7. Existence / D. Theories of Reality / 7. Fictionalism
For me, fictions are internally true, without a significant internal or external truth-value [Yablo]
     Full Idea: A 'myth' or fiction for me is a true internal statement (a statement endorsed by the rules) whose external truth value is as may be, the point being that that truth value is from an internal standpoint quite irrelevant.
     From: Stephen Yablo (Does Ontology Rest on a Mistake? [1998], IX)
     A reaction: This contrasts with Carnap, for whom talk of 'ghosts' is false in an internal thing-framework. Yablo seems here to say a statement can be true while having no truth value. Presumably he is relaxing the internal rules.
Make-believe can help us to reason about facts and scientific procedures [Yablo]
     Full Idea: Make-believe games can make it easier to reason about facts, to systematize them, to visualize them, to spot connections with other facts, and to evaluate potential lines of research.
     From: Stephen Yablo (Does Ontology Rest on a Mistake? [1998], XI)
     A reaction: This is the key pragmatic defence of the fictionalist view of abstract objects. Fictions are devices to help us think better. I think a lot of ontology turns out that way.
'The clouds are angry' can only mean '...if one were attributing emotions to clouds' [Yablo]
     Full Idea: It is an open question whether the clouds that we call 'angry' are literally F, for any F other than 'such that it would be natural and proper to regard them as angry if one were going to attribute emotions to clouds'.
     From: Stephen Yablo (Does Ontology Rest on a Mistake? [1998], XII)
     A reaction: His point is that it is TRUE, in those circumstances, that the clouds are angry. Thus fictions are a valid and useful part of ordinary sensible course, giving real information. I like it.
We quantify over events, worlds, etc. in order to make logical possibilities clearer [Yablo]
     Full Idea: It is not that the contents of sentences are inexpressible without quantifying over events, worlds, etc. (they aren't).
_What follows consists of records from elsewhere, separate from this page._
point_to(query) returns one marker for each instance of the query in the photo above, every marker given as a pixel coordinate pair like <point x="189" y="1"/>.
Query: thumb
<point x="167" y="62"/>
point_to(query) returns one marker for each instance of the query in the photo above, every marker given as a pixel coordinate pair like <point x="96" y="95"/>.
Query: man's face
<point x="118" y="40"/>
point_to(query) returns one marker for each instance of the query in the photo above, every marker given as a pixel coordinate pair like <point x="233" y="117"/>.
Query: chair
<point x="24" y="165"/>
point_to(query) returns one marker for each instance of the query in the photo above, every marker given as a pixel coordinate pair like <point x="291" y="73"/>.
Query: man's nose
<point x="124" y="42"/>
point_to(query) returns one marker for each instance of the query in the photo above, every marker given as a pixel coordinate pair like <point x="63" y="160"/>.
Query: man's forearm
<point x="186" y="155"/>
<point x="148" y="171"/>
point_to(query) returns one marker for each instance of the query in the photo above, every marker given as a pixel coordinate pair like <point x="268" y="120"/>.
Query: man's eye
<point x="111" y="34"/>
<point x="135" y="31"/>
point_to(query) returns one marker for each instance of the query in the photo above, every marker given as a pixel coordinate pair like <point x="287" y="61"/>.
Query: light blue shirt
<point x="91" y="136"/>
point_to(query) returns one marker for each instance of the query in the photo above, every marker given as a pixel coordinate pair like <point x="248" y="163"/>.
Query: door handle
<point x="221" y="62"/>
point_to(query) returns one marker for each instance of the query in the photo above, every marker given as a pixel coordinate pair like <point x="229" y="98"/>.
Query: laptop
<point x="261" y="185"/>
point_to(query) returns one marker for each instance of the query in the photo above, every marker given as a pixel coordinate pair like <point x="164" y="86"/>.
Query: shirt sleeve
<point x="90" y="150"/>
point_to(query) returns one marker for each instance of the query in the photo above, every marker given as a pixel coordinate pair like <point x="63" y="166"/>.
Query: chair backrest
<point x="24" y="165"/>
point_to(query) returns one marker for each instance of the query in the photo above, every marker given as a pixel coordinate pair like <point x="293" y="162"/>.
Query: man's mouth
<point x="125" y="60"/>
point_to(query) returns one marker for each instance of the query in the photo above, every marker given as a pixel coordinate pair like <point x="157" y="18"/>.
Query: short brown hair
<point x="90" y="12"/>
But the logical relations become much more tractable if we represent them quantificationally.
     From: Stephen Yablo (Apriority and Existence [2000], §13)
     A reaction: Yablo is explaining why we find ourselves committed to abstract objects. It is essentially, as I am beginning to suspect, a conspiracy of logicians. What on earth is 'the empty set' when it is at home? What's it made of?
Fictionalism allows that simulated beliefs may be tracking real facts [Yablo]
     Full Idea: The fictionalist offers the option that your simulated beliefs and assertions may be tracking a realm of genuine facts, or a realm of what you take to be facts.
     From: Stephen Yablo (Go Figure: a Path through Fictionalism [2001], 13)
     A reaction: This means that fictionalism does not have to be an error theory. That is, we aren't mistakenly believing something that we actually made up. Instead we are sensibly believing something we know to be not literally true. Love it.